O güneş altında kaynamış su ve taş gibi olmuş ekmekten başka yiyecek içeceği kalmamış,
Üzerlerindeki elbiseler yamalı, yırtık, birbirine benzemez giysilerden oluşmuş,
Birlikleri birbirinden kopmuş,
Kimi yerde toplarını kaybetmiş,
Arkasında Hindistan'dan getirilen tam teçhizatlı, dinç ve en az dört beş kat daha kalabalık birlikler,
Tepede bir uçağa 12 uçak kaldıran düşman havacıları olduğu halde hızla geri çekiliyordu Türk ordusu.
Savaş kaybetmiş bir ordunun geri çekilmesinin nasıl bir perişanlık olduğunu ancak yaşayan bilir.
Parçalanmış çarıklar içindeki yaralı ayaklar, tıraşsız, uykusuz, gıdasız yüzlere sahip askerler yine de emredilen şekilde çekilmeye çabalıyordu.

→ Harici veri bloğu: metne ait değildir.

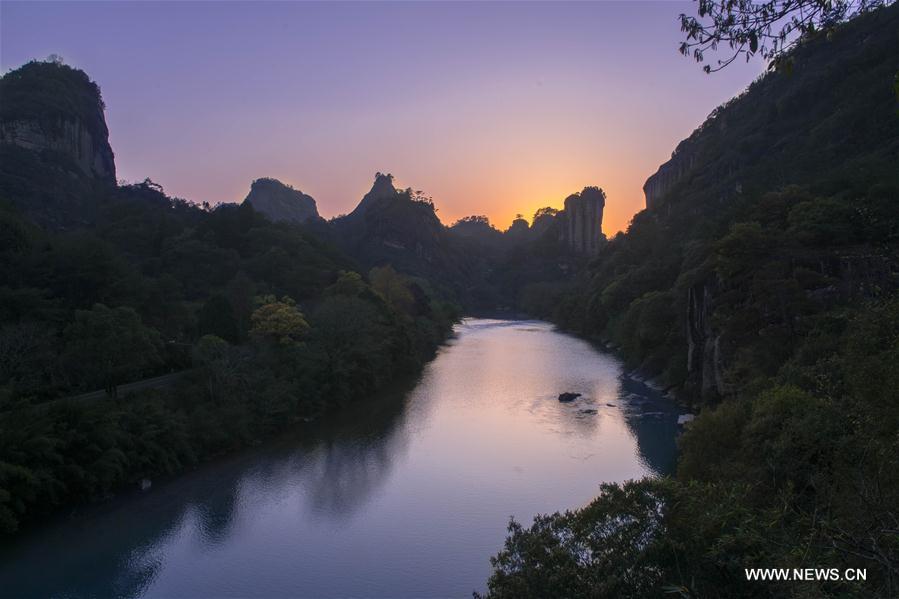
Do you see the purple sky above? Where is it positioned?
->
[0,1,763,233]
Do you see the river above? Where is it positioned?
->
[0,319,678,598]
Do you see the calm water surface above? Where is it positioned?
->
[0,319,677,597]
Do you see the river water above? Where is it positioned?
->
[0,319,677,598]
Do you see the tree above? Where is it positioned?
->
[197,295,239,343]
[250,295,309,345]
[368,264,415,314]
[65,304,161,397]
[680,0,893,73]
[325,270,368,297]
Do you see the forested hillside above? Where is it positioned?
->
[0,63,457,533]
[489,5,899,597]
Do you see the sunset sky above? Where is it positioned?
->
[0,1,763,234]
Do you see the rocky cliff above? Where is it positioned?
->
[556,187,606,255]
[0,62,116,185]
[347,173,398,218]
[244,178,321,223]
[643,140,696,210]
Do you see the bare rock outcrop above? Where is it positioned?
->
[244,177,321,224]
[556,187,606,256]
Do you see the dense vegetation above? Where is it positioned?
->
[0,175,456,533]
[489,6,899,598]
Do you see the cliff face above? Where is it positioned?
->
[0,62,116,185]
[643,142,696,210]
[347,173,398,218]
[244,178,321,223]
[556,187,606,256]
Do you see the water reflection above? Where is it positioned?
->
[0,320,676,597]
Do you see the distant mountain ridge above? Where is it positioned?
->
[244,177,321,223]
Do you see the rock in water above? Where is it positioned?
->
[559,391,581,403]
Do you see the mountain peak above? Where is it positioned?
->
[244,177,321,223]
[0,60,116,185]
[350,172,398,216]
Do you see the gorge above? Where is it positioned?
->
[0,3,899,599]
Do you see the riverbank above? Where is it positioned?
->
[0,319,677,598]
[0,302,460,538]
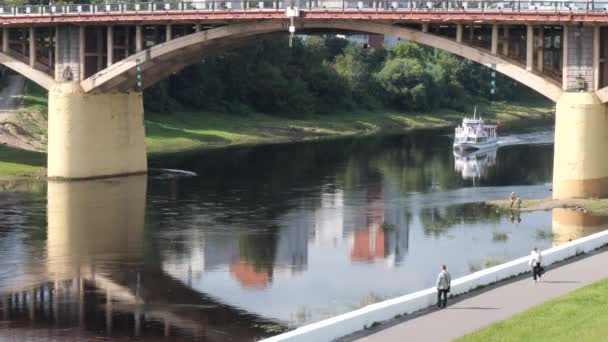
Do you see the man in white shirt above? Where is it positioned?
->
[437,265,452,308]
[528,246,543,282]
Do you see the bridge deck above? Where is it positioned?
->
[0,8,608,26]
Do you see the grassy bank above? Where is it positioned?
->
[485,198,608,215]
[146,100,553,154]
[0,82,554,177]
[457,280,608,342]
[0,146,46,179]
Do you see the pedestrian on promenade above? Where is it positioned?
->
[437,265,452,308]
[528,246,543,283]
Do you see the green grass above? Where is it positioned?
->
[457,279,608,342]
[0,95,553,176]
[0,146,46,177]
[146,97,553,154]
[20,80,49,119]
[492,232,509,242]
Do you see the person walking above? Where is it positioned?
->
[528,246,543,283]
[437,265,452,308]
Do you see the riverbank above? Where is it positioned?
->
[484,198,608,215]
[0,82,554,178]
[146,100,554,155]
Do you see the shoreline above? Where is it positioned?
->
[483,198,608,216]
[0,98,554,180]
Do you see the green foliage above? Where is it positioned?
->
[492,232,509,242]
[146,34,532,116]
[456,280,608,342]
[0,145,46,176]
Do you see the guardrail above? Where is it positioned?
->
[262,227,608,342]
[0,0,608,17]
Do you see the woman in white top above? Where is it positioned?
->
[528,247,543,282]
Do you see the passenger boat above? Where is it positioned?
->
[454,106,498,150]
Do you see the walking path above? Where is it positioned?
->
[353,249,608,342]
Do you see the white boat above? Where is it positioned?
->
[454,106,498,150]
[454,146,498,182]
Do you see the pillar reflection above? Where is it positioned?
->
[552,208,608,246]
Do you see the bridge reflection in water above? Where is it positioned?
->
[0,176,272,341]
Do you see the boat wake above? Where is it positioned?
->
[498,130,554,146]
[150,169,198,179]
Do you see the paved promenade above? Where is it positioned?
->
[348,248,608,342]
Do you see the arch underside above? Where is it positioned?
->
[0,52,55,90]
[81,19,562,101]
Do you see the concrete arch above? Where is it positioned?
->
[81,19,563,101]
[0,52,55,90]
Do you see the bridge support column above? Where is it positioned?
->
[135,25,144,52]
[536,25,545,72]
[502,25,511,57]
[48,83,147,179]
[526,25,534,71]
[490,24,498,55]
[30,27,36,68]
[2,27,10,53]
[553,92,608,199]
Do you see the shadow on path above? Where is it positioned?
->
[336,247,608,342]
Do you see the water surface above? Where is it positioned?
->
[0,127,608,341]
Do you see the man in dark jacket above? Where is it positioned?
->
[437,265,452,308]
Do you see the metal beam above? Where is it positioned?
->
[526,25,534,71]
[536,25,545,72]
[30,26,36,68]
[593,26,600,91]
[502,25,511,56]
[107,26,114,66]
[78,25,86,81]
[491,24,498,55]
[562,25,569,91]
[165,24,173,42]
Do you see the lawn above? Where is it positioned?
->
[146,100,553,154]
[457,279,608,342]
[0,88,554,176]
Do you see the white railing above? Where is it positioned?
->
[262,227,608,342]
[0,0,608,17]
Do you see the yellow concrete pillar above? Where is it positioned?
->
[553,93,608,199]
[46,175,147,280]
[551,208,608,246]
[47,83,147,179]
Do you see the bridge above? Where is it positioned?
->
[0,0,608,198]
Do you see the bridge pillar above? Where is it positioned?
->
[553,92,608,199]
[48,83,147,179]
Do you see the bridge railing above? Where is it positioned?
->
[0,0,608,17]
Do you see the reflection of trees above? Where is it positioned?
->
[239,228,278,276]
[420,203,501,236]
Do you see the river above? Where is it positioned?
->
[0,130,608,341]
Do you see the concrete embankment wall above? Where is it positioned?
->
[263,231,608,342]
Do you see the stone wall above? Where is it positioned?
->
[566,26,593,91]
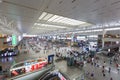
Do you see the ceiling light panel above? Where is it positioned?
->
[35,23,66,28]
[39,12,47,20]
[43,14,53,20]
[39,12,90,26]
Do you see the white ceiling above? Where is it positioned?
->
[0,0,120,34]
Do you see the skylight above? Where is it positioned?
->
[39,12,87,26]
[35,23,66,28]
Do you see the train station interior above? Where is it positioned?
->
[0,0,120,80]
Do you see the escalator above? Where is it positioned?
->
[7,65,54,80]
[39,70,70,80]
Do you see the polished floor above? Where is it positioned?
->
[0,40,120,80]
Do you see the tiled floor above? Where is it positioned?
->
[0,40,120,80]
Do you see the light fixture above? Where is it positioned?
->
[39,12,87,26]
[105,27,120,31]
[39,12,47,20]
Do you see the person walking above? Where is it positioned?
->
[108,67,111,73]
[110,77,113,80]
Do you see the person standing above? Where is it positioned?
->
[108,67,111,73]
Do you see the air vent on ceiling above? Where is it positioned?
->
[111,1,120,5]
[72,0,76,3]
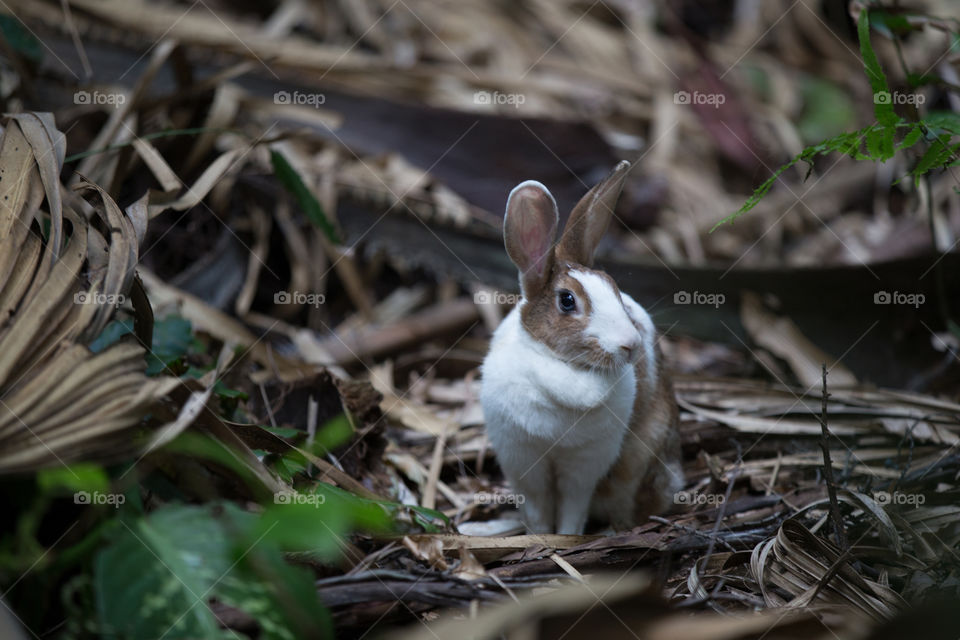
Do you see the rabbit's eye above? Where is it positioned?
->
[557,289,577,313]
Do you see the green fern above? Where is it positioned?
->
[711,9,960,231]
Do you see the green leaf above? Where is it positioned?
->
[921,111,960,135]
[857,9,899,126]
[910,134,960,179]
[798,76,856,144]
[94,503,330,640]
[147,315,193,375]
[37,462,110,493]
[897,124,923,150]
[90,315,199,376]
[270,150,340,244]
[0,14,43,63]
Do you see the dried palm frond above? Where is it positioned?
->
[0,113,179,472]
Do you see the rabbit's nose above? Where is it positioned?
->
[620,340,640,358]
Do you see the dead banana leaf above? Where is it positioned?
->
[0,113,179,473]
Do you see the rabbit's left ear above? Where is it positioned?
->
[557,160,630,267]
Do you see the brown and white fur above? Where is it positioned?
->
[480,162,683,534]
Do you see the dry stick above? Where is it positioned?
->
[420,427,450,509]
[820,363,848,551]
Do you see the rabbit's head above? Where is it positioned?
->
[503,161,651,370]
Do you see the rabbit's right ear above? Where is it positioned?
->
[503,180,559,299]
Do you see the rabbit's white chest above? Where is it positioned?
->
[481,309,636,448]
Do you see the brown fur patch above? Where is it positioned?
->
[591,348,682,530]
[520,262,632,369]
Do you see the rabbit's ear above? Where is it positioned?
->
[557,160,630,267]
[503,180,558,299]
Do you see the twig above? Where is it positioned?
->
[820,364,849,551]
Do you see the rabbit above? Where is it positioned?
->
[480,161,683,534]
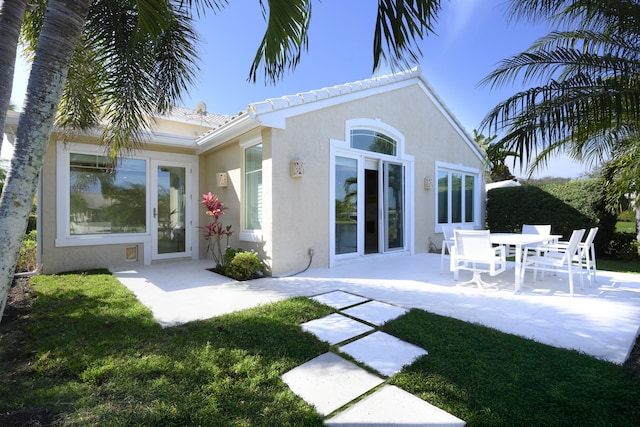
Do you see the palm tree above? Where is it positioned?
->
[0,0,440,316]
[0,0,27,155]
[471,129,518,182]
[482,0,640,241]
[0,0,209,315]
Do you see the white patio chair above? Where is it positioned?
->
[440,225,459,274]
[549,227,599,286]
[522,224,553,255]
[520,229,585,296]
[451,230,507,289]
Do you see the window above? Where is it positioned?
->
[351,129,398,156]
[244,144,262,230]
[68,152,147,236]
[437,168,479,224]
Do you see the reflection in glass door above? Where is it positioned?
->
[384,162,405,251]
[153,165,187,255]
[334,157,358,255]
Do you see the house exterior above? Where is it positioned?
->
[6,69,484,275]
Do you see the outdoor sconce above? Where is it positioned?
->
[424,177,433,190]
[289,160,304,178]
[216,172,229,188]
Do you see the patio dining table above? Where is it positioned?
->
[489,233,562,292]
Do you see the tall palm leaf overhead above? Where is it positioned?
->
[249,0,440,83]
[23,0,229,157]
[482,0,640,176]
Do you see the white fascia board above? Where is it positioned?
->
[141,131,196,148]
[196,114,260,155]
[418,76,485,161]
[256,78,417,129]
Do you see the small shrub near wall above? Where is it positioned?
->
[16,230,38,273]
[224,249,264,280]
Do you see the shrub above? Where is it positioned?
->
[618,210,636,222]
[225,251,263,280]
[487,179,616,254]
[607,232,640,261]
[16,230,38,273]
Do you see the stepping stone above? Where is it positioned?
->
[301,313,373,344]
[340,332,428,376]
[311,291,369,310]
[342,301,407,326]
[325,386,465,427]
[282,353,384,415]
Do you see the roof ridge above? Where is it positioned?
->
[247,66,422,114]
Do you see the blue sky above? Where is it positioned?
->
[7,0,585,177]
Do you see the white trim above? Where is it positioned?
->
[328,118,415,267]
[238,129,262,150]
[55,141,199,264]
[147,159,198,261]
[238,137,264,243]
[434,161,483,233]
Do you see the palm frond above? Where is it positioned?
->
[248,0,311,83]
[373,0,441,71]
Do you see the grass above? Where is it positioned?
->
[0,272,640,426]
[384,310,640,426]
[0,274,330,426]
[596,258,640,273]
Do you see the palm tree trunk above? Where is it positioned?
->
[0,0,92,318]
[0,0,27,154]
[633,202,640,252]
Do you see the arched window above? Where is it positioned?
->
[350,129,398,156]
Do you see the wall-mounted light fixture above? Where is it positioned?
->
[289,160,304,178]
[216,172,229,188]
[424,177,433,190]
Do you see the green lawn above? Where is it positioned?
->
[0,272,640,426]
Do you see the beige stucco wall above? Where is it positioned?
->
[272,86,484,272]
[199,129,273,267]
[200,86,484,274]
[40,80,484,275]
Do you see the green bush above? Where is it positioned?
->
[487,179,617,254]
[607,232,640,261]
[618,210,636,222]
[225,251,263,280]
[16,230,38,273]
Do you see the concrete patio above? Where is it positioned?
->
[114,254,640,364]
[114,254,640,427]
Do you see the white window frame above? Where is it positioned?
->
[329,118,415,267]
[434,162,482,233]
[55,141,198,264]
[238,134,264,243]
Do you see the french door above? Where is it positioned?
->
[151,161,191,259]
[334,155,407,258]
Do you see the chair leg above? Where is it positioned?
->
[569,267,573,297]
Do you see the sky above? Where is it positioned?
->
[3,0,589,178]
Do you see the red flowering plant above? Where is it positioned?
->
[198,192,233,269]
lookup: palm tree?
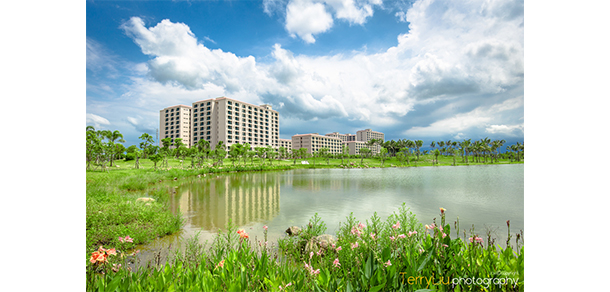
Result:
[360,148,371,165]
[432,148,441,164]
[415,140,424,161]
[102,130,125,166]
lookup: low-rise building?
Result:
[292,133,342,154]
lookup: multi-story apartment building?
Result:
[343,141,368,155]
[292,133,342,154]
[161,97,280,149]
[324,132,356,142]
[158,104,191,148]
[356,129,385,154]
[278,139,292,151]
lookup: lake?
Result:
[138,164,524,258]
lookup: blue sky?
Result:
[86,0,524,146]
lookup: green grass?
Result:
[87,204,524,291]
[86,155,523,251]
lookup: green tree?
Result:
[318,147,330,165]
[379,147,388,167]
[265,145,277,165]
[415,140,424,161]
[138,133,155,159]
[360,147,371,165]
[229,144,241,166]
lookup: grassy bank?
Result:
[87,205,524,291]
[86,155,523,252]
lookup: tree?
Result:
[138,133,155,159]
[415,140,424,161]
[102,130,125,167]
[133,145,143,169]
[196,139,210,165]
[360,147,371,165]
[160,137,173,169]
[229,144,241,166]
[341,144,349,164]
[254,147,267,164]
[318,147,330,165]
[265,145,277,165]
[379,147,388,166]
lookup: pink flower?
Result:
[333,258,341,268]
[237,229,250,239]
[216,260,225,268]
[469,236,483,243]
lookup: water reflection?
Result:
[140,165,524,262]
[173,173,280,232]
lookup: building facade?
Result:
[292,133,342,154]
[356,129,385,154]
[157,104,192,148]
[161,97,280,149]
[278,139,292,151]
[343,141,372,155]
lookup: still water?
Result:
[138,164,524,253]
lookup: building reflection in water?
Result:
[172,173,280,232]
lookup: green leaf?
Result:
[364,255,373,280]
[417,248,434,272]
[369,283,385,292]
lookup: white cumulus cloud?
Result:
[286,0,333,44]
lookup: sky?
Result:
[86,0,524,146]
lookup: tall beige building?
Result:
[158,104,192,148]
[324,132,356,142]
[343,141,372,155]
[356,129,385,154]
[161,97,280,149]
[278,139,292,151]
[292,133,342,154]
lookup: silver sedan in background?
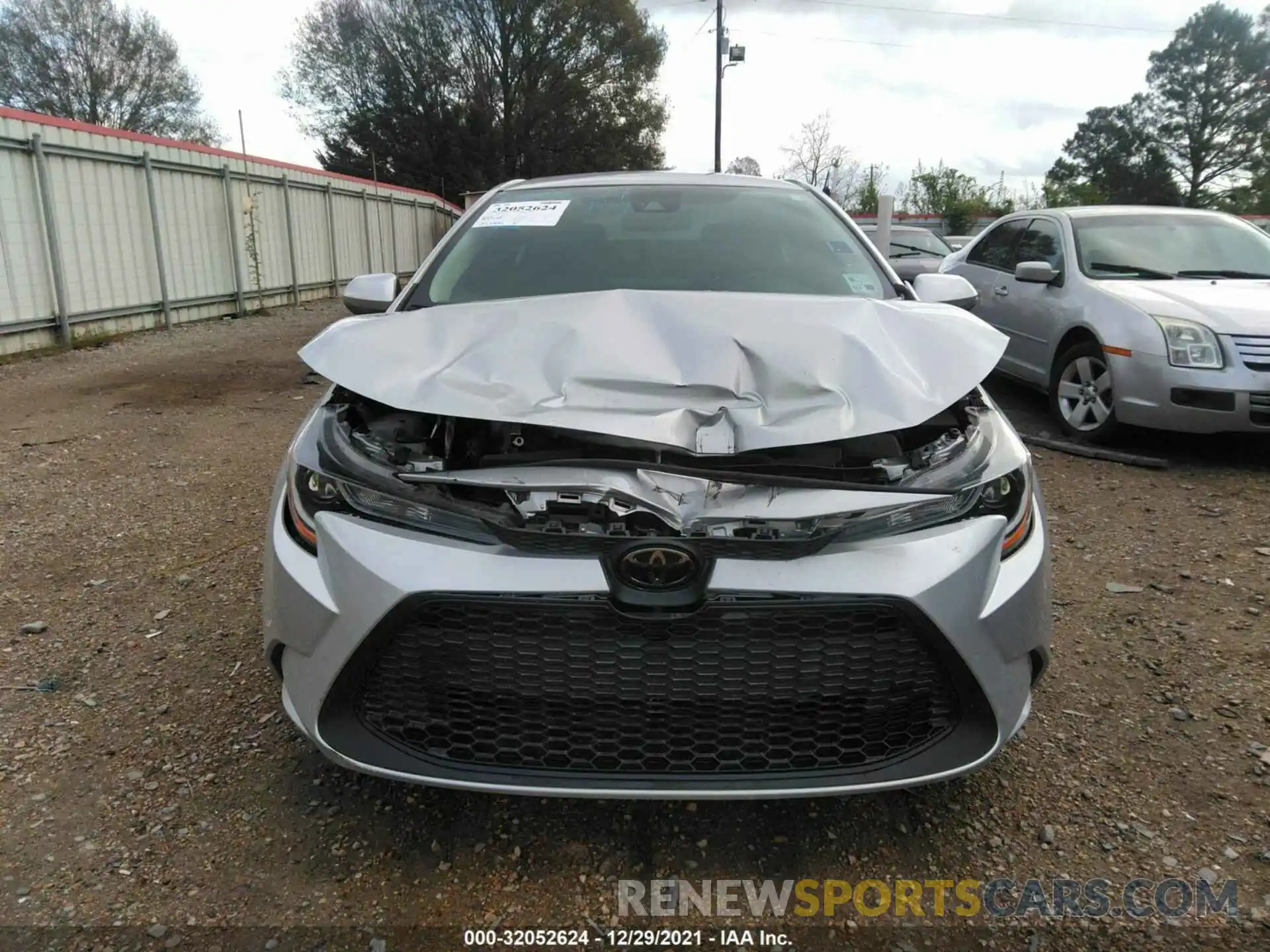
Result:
[940,206,1270,442]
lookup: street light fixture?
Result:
[714,0,745,171]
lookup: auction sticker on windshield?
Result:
[842,274,881,294]
[472,198,569,229]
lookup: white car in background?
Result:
[940,206,1270,440]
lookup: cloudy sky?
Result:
[131,0,1267,195]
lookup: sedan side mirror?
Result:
[344,274,399,313]
[913,274,979,311]
[1015,262,1059,284]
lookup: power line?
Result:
[782,0,1173,34]
[736,26,913,50]
[644,0,702,10]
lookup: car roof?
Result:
[504,171,802,192]
[1036,204,1224,218]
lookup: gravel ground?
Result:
[0,303,1270,949]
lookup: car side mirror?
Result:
[912,274,979,311]
[344,274,400,313]
[1015,262,1059,284]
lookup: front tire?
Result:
[1049,340,1120,443]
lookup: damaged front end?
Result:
[287,387,1033,560]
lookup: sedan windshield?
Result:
[1072,214,1270,279]
[865,229,952,258]
[405,185,896,309]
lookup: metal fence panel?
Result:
[0,108,461,354]
[0,150,54,324]
[155,169,233,301]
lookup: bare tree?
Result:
[0,0,221,145]
[781,112,861,208]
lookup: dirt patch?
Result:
[0,306,1270,949]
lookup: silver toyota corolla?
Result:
[940,206,1270,440]
[264,173,1050,799]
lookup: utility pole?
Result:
[714,0,724,171]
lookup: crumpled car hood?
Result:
[300,291,1006,453]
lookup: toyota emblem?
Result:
[617,546,697,589]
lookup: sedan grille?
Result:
[337,595,982,778]
[1230,337,1270,371]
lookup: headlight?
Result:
[1152,315,1226,371]
[890,395,1034,559]
[970,463,1033,559]
[287,411,497,553]
[287,456,348,552]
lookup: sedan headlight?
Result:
[286,407,495,553]
[1152,315,1226,371]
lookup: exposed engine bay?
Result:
[292,387,1016,557]
[329,389,983,485]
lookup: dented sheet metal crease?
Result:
[300,291,1006,453]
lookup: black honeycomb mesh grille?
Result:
[349,595,959,777]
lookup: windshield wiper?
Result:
[1177,268,1270,278]
[1089,262,1177,280]
[890,241,945,258]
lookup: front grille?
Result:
[334,595,982,778]
[485,522,837,560]
[1230,337,1270,371]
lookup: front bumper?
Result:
[264,480,1052,800]
[1109,348,1270,434]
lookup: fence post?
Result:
[410,198,423,269]
[30,132,71,346]
[389,192,402,274]
[282,175,300,307]
[141,149,171,330]
[326,182,339,297]
[362,188,374,274]
[221,165,246,317]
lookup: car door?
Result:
[945,217,1029,373]
[992,216,1070,386]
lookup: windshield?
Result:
[1072,214,1270,279]
[867,229,952,258]
[405,185,896,309]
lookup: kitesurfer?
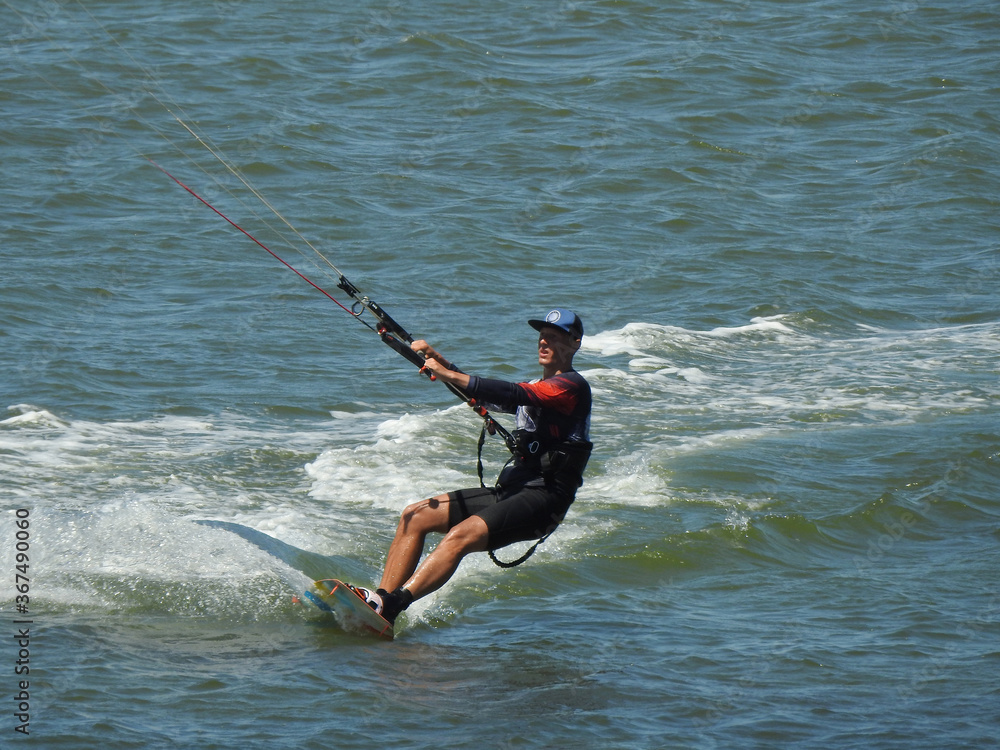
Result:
[355,308,592,622]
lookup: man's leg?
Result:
[379,495,449,591]
[402,516,490,599]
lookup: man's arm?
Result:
[410,339,469,391]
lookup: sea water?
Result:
[0,0,1000,749]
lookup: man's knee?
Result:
[399,495,448,534]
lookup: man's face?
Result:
[538,326,580,367]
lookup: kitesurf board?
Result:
[304,578,393,640]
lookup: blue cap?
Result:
[528,307,583,338]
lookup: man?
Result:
[356,308,592,622]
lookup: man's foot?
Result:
[347,584,383,614]
[348,584,413,623]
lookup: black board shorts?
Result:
[448,487,573,550]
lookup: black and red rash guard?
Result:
[466,370,591,450]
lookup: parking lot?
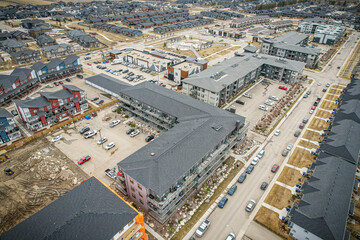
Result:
[232,81,292,129]
[48,107,147,184]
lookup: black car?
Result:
[80,127,90,134]
[126,128,135,135]
[145,135,154,142]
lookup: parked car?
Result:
[195,219,210,237]
[246,165,254,174]
[238,173,247,183]
[245,200,256,212]
[271,164,279,173]
[98,137,107,145]
[109,120,120,127]
[78,155,91,165]
[260,182,269,190]
[51,135,62,142]
[218,197,228,208]
[80,127,90,134]
[228,184,237,196]
[105,142,115,150]
[145,135,154,142]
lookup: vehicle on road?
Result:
[105,142,115,150]
[245,200,256,212]
[109,120,120,127]
[98,137,107,145]
[51,135,62,142]
[246,165,254,174]
[218,197,228,208]
[238,173,247,183]
[78,155,91,165]
[195,219,210,237]
[271,164,279,173]
[228,184,237,196]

İnsanî bir güdüyle buna da mecburlardı çünkü düşen ya gerçek çakalların ya soygun için bekleyen yerli halk arasındaki çakalların yemi olacaktı.
Geceleri yakınlarından geçtikleri köylerden nereden geldiği anlaşılamayan kurşunların hedefi oldular.
Uzaklardan yaklaşan birlikleri yardım zannettikleri çok oldu; hepsi düşmanın yeni ve hızlı birlikleriydi oysa…
Gündüzleri yakıp kavuran geceleri donduran o iklimde üç ordunun sağ kalanları anavatana doğru, güvenli bir yer bulma umuduyla ilerliyordu.
Arkalarında amansızca kovalamayı sürdüren ve ateş açan İngilizlere rağmen 1. Piyade Tümeni dahil 7. Kolordu'dan arta kalan birlikler Şeria Nehri'ne ulaştı sonunda. Nehri geçerken yan taraftan atlı ve palalı Araplar saldırdı bu sefer…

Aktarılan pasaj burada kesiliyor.